As a Boolean algebra is an algebraic system, the definition of a Boolean algebra homormphism is just a special case of an algebra homomorphism between two algebraic systems. Therefore, one may similarly define a Boolean algebra monomorphism, epimorphism, endormophism, automorphism, and isomorphism.
Let $f:A\to B$ be a Boolean algebra homomorphism. Then the \emph{kernel} of $f$ is the set $\lbrace a\in A\mid f(a)=0\rbrace$, and is written $\ker(f)$. Observe that $\ker(f)$ is a Boolean ideal of $A$.

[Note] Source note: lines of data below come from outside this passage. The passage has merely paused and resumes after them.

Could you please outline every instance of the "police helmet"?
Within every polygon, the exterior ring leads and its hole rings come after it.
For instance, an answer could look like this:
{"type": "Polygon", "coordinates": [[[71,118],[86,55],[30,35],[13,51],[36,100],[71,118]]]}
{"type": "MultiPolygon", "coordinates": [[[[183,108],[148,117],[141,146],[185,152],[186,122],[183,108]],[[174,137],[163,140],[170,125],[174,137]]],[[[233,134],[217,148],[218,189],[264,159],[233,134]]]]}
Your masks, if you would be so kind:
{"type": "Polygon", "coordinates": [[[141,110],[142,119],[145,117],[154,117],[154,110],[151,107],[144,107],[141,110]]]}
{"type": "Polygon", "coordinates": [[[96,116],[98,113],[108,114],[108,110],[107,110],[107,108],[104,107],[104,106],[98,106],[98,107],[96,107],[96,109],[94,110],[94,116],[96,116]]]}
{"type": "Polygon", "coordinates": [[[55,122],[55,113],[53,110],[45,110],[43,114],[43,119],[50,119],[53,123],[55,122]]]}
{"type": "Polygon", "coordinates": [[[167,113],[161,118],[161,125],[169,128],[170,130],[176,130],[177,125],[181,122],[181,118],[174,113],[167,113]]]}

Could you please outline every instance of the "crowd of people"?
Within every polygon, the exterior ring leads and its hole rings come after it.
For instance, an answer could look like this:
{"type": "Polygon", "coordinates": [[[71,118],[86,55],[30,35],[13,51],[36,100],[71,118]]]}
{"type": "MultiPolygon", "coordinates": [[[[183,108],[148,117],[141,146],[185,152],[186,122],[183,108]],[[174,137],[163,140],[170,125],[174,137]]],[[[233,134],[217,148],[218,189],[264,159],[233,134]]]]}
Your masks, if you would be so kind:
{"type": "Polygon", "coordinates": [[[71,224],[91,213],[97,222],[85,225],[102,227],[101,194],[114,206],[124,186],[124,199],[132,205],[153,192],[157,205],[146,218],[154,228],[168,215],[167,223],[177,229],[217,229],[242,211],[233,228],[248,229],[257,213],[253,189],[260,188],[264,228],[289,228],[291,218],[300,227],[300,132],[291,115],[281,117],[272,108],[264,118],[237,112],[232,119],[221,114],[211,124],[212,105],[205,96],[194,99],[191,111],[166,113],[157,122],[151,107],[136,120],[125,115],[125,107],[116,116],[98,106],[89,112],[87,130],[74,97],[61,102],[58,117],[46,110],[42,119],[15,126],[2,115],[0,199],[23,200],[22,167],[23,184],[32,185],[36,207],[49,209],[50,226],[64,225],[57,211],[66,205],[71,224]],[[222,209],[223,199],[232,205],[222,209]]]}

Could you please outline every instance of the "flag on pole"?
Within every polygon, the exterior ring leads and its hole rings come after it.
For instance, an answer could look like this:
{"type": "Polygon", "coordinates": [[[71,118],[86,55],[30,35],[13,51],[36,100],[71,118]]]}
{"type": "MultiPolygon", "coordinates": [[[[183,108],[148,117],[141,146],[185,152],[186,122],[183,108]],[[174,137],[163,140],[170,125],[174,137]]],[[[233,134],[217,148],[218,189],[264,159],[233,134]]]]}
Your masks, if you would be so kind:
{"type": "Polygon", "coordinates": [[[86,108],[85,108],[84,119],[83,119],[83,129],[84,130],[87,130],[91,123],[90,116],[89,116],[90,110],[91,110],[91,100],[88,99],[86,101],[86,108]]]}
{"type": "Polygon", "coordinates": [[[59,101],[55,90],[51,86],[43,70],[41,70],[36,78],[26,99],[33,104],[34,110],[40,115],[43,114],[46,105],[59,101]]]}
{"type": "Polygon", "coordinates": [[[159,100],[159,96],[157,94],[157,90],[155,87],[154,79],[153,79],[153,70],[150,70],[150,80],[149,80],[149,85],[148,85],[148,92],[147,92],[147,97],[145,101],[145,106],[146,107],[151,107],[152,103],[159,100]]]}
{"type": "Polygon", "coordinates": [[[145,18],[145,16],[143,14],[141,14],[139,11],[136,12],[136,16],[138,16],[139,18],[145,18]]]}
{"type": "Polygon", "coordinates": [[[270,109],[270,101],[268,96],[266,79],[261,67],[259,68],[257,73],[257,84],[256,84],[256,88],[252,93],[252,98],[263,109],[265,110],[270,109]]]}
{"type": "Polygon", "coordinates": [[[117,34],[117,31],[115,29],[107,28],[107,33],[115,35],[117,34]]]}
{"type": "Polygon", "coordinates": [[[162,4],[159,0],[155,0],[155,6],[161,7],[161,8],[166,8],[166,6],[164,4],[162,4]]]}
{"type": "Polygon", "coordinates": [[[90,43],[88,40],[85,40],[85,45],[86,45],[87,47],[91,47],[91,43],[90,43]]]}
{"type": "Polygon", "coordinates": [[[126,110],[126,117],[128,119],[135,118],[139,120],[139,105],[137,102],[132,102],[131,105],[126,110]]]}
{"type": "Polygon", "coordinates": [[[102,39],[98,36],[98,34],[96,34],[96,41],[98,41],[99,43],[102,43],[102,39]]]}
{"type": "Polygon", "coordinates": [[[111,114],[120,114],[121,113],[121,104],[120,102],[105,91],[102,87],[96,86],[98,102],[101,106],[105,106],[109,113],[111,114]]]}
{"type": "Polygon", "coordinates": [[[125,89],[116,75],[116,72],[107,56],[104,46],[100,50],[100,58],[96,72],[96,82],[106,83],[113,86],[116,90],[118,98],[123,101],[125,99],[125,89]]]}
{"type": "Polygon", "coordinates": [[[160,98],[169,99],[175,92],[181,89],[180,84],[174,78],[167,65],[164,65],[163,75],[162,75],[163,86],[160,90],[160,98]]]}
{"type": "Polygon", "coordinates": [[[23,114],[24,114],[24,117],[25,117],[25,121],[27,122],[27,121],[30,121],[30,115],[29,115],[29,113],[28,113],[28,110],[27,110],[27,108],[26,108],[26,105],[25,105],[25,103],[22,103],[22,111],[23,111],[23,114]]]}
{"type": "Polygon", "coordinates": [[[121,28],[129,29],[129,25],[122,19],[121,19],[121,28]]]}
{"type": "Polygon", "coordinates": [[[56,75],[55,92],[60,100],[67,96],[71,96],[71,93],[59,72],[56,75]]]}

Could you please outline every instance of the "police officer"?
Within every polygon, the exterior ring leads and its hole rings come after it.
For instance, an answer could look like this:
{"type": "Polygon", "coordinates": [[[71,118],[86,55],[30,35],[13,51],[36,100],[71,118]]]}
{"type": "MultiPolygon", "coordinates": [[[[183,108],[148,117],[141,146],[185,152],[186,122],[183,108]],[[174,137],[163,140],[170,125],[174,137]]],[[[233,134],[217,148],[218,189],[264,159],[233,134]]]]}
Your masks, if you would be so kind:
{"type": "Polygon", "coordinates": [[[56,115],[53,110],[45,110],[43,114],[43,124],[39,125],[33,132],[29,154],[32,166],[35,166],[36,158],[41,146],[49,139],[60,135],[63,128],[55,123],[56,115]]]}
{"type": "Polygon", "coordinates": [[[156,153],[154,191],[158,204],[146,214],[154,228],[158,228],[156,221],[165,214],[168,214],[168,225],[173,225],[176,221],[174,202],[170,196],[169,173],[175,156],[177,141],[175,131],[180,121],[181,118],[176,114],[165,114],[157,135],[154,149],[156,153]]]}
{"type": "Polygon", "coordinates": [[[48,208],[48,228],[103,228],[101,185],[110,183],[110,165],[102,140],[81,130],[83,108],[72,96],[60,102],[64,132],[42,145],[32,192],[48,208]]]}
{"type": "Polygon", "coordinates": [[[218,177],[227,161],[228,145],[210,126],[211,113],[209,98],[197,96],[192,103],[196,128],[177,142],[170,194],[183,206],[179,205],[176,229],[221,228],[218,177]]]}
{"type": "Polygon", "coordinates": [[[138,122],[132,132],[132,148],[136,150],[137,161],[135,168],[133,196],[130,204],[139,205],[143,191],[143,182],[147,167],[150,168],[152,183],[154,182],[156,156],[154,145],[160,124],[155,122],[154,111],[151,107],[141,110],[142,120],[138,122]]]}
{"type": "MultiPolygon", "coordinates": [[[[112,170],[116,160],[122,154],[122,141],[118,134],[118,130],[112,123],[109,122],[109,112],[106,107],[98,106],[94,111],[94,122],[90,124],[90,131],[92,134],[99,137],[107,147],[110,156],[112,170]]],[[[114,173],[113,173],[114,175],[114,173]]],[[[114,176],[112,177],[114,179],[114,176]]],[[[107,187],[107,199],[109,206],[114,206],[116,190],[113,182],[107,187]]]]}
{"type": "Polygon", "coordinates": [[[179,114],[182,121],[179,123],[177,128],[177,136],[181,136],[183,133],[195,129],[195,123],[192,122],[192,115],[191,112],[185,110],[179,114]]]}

Let $\kappa$ be a cardinal. A Boolean algebra homomorphism $f:A\to B$ is said to be $\kappa$-complete if for any subset $C\subseteq A$ such that
\begin{enumerate}
\item $|C|\le \kappa$, and
\item $\bigvee C$ exists,
\end{enumerate}
then $\bigvee f(C)$ exists and is equal to $f(\bigvee C)$. Here, $f(C)$ is the set $\lbrace f(c)\mid c\in C\rbrace$. Note that again, by de Morgan's laws, if $\bigwedge C$ exists, then $\bigwedge f(C)$ exists and is equal to $f(\bigwedge C)$. If we place no restrictions on the cardinality of $C$ (i.e., drop condition 1), then $f:A\to B$ is said to be a \emph{complete Boolean algebra homomorphism}. In the categories of $\kappa$-complete Boolean algebras and complete Boolean algebras, the morphisms are $\kappa$-complete homomorphisms and complete homomorphisms respectively.